My First Experience with GitHub Copilot X: A Programmer’s Perspective

As a software engineer, I’m always on the lookout for tools and technologies that can help me work more efficiently. Recently, I had the opportunity to try out GitHub Copilot X, an AI-powered coding assistant that uses machine learning to suggest code snippets and autocomplete suggestions as you write code. I was excited to see what this new tool could do, and I was curious to see how it would integrate into my workflow. In this article, I’ll share my experience using GitHub Copilot X for the first time and offer my thoughts on whether or not it’s worth adding to your own toolkit.
I should note that for the purposes of this article, I decided to use only the features that are currently available under the public preview of GitHub Copilot X. Additionally, I used Visual Code as my coding environment and Go as my language of choice. Your experience with Copilot X may vary depending on your IDE and language, as some features may not be fully supported or integrated with certain IDEs. While there are other experimental or nightly build features that I could have tested, I wanted to provide a more accessible and realistic account of what it’s like to use this tool in its current state with a commonly used IDE. That said, I did explore the full range of features that are available within the public preview, and I was able to get a good sense of how they work and how they might be useful in real-world coding scenarios.
Integration into my IDE
Overall, integrating GitHub Copilot X into my IDE was a fairly straightforward process. Installing the extension was simple, but the authentication process was a bit annoying because Visual Code didn’t make it obvious where I had to authenticate with GitHub. Once I figured that out, however, the authentication process was relatively painless. I should note that you have to restart Visual Code before you can use the updated features, but this is a minor inconvenience at most. All in all, the overall process was not as difficult as I expected, and I was able to start using Copilot X in my coding workflow fairly quickly.
Writing New Code
The first and most obvious feature of GitHub Copilot X is its ability to assist with writing new, boilerplate code. In this section, we will explore how Copilot X can help you create new functions, classes, and other code structures from scratch. We will also examine how well Copilot X can adapt to your existing codebase and how much it can improve your overall coding workflow.
To test Copilot’s ability to generate new code that conforms to existing style, I decided to ask it to write a new function for a struct I use frequently in my coding work, called Snowplow
, that I use to make queries against the Snowflake data warehouse. As a test, I decided to ask Copilot to write a new function that would retrieve financial assets associated with a date.

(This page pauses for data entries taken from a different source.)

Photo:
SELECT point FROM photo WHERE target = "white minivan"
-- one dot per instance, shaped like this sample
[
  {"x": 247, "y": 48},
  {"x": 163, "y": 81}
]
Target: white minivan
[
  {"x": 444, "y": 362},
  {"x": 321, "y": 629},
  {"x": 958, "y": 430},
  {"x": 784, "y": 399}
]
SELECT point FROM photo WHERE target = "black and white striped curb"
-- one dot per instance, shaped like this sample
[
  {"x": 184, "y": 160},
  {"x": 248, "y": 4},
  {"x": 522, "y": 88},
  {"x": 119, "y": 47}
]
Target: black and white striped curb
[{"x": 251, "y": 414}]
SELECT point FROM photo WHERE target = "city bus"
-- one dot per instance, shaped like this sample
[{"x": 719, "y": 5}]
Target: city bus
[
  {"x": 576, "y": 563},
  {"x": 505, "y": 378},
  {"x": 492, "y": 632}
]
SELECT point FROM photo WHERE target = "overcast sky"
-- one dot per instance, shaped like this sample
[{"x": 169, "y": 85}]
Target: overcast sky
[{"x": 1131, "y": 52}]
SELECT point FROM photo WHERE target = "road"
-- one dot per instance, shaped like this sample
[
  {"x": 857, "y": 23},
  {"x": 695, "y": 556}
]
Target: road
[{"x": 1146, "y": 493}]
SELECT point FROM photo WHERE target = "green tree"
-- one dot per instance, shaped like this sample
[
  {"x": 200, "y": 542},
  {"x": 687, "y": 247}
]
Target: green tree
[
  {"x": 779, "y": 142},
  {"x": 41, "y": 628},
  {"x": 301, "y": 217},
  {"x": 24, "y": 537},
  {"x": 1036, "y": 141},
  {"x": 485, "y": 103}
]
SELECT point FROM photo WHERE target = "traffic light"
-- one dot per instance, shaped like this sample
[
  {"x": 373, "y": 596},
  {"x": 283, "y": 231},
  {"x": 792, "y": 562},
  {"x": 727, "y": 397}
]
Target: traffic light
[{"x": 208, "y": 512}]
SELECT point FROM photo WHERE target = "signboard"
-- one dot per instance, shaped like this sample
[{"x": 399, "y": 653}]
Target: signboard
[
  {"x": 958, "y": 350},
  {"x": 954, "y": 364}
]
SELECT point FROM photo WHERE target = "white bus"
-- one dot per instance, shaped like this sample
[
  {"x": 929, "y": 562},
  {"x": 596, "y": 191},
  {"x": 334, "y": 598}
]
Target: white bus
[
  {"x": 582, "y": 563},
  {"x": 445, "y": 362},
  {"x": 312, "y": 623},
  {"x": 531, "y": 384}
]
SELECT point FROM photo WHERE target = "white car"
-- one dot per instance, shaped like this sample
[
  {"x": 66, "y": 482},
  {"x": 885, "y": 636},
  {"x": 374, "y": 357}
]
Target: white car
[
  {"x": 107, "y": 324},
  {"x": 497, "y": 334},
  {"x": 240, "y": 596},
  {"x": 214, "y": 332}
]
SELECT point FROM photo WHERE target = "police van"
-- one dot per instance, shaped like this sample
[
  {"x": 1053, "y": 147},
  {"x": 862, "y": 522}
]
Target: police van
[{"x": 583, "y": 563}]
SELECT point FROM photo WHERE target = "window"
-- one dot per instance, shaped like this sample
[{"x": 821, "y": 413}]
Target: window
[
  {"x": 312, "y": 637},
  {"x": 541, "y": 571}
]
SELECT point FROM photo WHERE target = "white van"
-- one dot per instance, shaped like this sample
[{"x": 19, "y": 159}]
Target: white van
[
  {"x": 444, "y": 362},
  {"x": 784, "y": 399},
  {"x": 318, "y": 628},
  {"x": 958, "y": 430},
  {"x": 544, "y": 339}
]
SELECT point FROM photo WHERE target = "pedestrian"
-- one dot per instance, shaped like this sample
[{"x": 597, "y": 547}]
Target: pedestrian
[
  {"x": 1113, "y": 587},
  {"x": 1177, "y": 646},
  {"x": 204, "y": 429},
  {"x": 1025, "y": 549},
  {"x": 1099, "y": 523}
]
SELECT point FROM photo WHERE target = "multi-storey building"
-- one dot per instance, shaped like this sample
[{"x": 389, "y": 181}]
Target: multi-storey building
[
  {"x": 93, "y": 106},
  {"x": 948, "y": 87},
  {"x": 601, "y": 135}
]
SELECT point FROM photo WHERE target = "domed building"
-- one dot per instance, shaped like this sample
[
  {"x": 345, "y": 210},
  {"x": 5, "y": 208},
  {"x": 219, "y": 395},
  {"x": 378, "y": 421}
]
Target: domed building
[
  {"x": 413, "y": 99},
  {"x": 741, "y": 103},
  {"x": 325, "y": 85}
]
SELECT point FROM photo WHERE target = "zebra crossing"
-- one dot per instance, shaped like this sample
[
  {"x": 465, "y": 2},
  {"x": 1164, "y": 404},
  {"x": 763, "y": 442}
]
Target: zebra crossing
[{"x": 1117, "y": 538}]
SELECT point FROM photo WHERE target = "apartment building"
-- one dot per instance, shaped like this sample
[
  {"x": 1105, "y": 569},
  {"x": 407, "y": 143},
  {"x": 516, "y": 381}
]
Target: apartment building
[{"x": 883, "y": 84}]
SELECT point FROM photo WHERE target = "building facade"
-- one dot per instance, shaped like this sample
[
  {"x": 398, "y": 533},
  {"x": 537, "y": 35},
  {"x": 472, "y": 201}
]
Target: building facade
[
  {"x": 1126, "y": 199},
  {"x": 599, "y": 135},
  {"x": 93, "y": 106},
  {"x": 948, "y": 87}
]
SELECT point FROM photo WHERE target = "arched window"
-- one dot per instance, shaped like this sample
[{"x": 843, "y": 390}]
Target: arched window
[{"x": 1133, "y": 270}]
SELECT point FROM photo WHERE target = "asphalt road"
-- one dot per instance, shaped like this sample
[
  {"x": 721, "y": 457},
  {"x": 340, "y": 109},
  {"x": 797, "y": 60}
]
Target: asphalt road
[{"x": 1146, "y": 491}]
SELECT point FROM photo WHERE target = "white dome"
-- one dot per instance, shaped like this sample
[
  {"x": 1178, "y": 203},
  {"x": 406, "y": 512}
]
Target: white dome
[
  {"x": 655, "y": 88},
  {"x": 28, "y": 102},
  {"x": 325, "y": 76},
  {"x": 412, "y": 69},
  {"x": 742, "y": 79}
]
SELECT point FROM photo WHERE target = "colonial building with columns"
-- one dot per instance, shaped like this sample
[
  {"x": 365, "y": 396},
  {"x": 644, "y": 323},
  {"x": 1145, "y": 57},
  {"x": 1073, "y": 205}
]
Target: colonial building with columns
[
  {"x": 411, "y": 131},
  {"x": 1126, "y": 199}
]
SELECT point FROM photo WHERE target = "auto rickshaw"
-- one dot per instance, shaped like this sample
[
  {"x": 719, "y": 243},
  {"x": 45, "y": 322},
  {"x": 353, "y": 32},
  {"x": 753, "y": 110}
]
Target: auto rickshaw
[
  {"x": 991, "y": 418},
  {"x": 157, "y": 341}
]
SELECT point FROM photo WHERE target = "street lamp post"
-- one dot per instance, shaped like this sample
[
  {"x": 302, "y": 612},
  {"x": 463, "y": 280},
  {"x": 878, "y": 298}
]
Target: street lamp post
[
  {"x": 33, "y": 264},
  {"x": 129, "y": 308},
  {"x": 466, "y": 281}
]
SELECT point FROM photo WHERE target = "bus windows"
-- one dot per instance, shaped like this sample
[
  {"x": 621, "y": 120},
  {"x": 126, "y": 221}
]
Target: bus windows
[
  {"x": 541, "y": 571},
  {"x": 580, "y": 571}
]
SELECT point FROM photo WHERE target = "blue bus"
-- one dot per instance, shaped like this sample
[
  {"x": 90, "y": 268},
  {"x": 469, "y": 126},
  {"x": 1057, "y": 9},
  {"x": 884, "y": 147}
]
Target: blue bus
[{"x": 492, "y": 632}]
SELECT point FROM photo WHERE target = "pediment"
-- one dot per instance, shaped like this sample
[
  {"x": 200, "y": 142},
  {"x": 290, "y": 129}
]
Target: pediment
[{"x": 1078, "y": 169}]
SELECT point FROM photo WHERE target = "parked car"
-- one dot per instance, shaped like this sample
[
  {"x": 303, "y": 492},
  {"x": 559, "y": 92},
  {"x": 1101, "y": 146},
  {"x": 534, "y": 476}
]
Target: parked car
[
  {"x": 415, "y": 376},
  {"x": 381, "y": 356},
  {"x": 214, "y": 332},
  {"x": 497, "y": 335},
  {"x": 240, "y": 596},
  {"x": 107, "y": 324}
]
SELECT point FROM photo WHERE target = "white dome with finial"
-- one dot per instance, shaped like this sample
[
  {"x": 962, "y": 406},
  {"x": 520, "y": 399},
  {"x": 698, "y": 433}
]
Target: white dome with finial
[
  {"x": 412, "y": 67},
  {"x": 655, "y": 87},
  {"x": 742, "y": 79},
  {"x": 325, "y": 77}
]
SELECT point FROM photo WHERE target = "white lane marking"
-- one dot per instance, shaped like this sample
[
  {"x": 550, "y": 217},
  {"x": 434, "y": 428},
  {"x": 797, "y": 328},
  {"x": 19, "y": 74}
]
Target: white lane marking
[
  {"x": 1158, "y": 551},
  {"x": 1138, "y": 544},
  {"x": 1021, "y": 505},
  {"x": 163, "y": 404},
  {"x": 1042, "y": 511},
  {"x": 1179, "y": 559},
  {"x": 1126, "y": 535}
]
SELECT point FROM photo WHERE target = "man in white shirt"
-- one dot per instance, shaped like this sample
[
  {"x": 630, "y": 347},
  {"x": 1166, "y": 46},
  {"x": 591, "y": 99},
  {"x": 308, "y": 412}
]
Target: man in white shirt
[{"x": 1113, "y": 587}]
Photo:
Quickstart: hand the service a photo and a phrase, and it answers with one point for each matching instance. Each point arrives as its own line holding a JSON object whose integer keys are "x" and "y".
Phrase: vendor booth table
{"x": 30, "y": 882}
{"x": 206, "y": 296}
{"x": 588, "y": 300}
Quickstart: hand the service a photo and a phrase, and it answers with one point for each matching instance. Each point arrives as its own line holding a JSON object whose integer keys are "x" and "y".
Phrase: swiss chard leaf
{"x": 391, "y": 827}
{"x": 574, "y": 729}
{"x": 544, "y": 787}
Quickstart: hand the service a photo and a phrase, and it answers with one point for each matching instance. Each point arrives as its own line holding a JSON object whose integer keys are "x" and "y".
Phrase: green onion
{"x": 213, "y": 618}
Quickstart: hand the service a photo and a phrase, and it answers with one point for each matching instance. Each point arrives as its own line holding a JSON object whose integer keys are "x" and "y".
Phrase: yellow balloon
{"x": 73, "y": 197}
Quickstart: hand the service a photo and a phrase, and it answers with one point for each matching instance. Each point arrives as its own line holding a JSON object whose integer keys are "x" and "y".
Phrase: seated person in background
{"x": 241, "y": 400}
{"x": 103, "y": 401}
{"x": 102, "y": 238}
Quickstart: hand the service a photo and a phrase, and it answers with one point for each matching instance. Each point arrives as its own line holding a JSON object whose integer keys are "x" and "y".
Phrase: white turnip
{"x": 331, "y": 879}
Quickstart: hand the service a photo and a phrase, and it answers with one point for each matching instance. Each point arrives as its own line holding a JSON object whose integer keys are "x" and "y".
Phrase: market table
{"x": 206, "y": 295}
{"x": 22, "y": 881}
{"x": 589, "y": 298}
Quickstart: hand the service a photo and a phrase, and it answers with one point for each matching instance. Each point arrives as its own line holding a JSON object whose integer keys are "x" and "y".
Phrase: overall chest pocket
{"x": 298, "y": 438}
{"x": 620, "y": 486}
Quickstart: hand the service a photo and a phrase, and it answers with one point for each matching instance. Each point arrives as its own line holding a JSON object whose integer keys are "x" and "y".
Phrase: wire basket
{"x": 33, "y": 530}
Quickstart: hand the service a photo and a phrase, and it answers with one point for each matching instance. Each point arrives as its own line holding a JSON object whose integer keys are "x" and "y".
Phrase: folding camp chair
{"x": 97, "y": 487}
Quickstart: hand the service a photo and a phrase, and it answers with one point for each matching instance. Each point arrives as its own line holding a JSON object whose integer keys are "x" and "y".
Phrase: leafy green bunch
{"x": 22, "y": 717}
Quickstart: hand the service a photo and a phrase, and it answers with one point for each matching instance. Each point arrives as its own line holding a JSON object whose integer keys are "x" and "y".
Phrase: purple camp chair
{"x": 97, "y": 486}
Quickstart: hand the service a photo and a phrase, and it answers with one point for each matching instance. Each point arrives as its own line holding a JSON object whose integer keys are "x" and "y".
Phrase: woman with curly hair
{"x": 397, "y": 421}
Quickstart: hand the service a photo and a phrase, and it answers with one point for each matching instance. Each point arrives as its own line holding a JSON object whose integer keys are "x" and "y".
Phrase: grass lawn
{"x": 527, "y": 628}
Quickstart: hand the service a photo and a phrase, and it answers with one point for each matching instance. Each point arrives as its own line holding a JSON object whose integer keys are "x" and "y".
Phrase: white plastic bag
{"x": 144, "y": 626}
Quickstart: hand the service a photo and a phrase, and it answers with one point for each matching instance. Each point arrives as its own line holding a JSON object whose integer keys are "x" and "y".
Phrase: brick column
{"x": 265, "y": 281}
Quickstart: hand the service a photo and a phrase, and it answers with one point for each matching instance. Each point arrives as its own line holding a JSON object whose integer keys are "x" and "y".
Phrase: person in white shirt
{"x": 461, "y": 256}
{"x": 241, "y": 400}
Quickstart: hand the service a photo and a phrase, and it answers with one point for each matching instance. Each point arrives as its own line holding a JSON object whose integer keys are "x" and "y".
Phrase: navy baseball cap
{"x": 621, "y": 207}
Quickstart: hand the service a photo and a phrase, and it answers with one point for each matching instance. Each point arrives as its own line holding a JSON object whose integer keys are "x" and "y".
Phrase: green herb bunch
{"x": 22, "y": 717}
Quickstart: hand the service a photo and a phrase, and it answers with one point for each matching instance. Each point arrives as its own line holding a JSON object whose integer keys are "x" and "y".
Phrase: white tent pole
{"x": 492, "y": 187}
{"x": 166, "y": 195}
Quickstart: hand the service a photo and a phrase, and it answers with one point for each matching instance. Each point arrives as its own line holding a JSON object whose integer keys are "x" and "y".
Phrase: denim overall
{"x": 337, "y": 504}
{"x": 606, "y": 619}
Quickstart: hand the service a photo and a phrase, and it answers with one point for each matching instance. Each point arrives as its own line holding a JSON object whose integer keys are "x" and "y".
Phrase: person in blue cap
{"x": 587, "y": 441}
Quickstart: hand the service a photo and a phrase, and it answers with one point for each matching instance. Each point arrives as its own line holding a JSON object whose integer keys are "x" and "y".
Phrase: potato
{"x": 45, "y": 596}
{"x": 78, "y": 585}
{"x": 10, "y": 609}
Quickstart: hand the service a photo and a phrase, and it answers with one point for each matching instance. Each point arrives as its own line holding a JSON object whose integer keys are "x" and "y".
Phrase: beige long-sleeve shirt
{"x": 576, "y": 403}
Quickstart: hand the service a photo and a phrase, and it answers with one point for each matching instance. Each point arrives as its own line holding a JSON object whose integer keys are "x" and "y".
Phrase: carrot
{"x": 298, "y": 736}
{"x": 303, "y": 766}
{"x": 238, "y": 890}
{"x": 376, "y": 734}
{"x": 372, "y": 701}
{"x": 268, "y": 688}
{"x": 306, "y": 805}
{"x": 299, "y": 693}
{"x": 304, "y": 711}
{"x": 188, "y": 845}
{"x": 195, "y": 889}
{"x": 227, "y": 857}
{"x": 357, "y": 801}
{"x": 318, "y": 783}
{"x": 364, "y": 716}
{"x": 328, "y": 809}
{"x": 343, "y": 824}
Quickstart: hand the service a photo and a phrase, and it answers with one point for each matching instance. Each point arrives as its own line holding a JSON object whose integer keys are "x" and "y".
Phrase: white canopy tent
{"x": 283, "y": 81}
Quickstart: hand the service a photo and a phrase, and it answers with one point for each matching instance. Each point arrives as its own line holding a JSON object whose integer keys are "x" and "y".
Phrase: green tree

I started by typing the function signature, including the receiver and name only: GetAssetsForDate
. To my surprise, GitHub Copilot X immediately produced the following code:
func (client *Snowplow) GetAssetsForDate(ctx context.Context, provider gopb.Provider, date *time.Time) ([]*snowflake.Asset, error) {
client.logger.Log("Getting assets data for %s provider...", provider)
// First, create the query from our table name and select clause
query := orm.NewQuery().Select(assetColumns...).From(client.fullName(Assets)).
Where(orm.And, orm.Equals("provider_id", provider, false), orm.Equals("last_updated_utc", date, false))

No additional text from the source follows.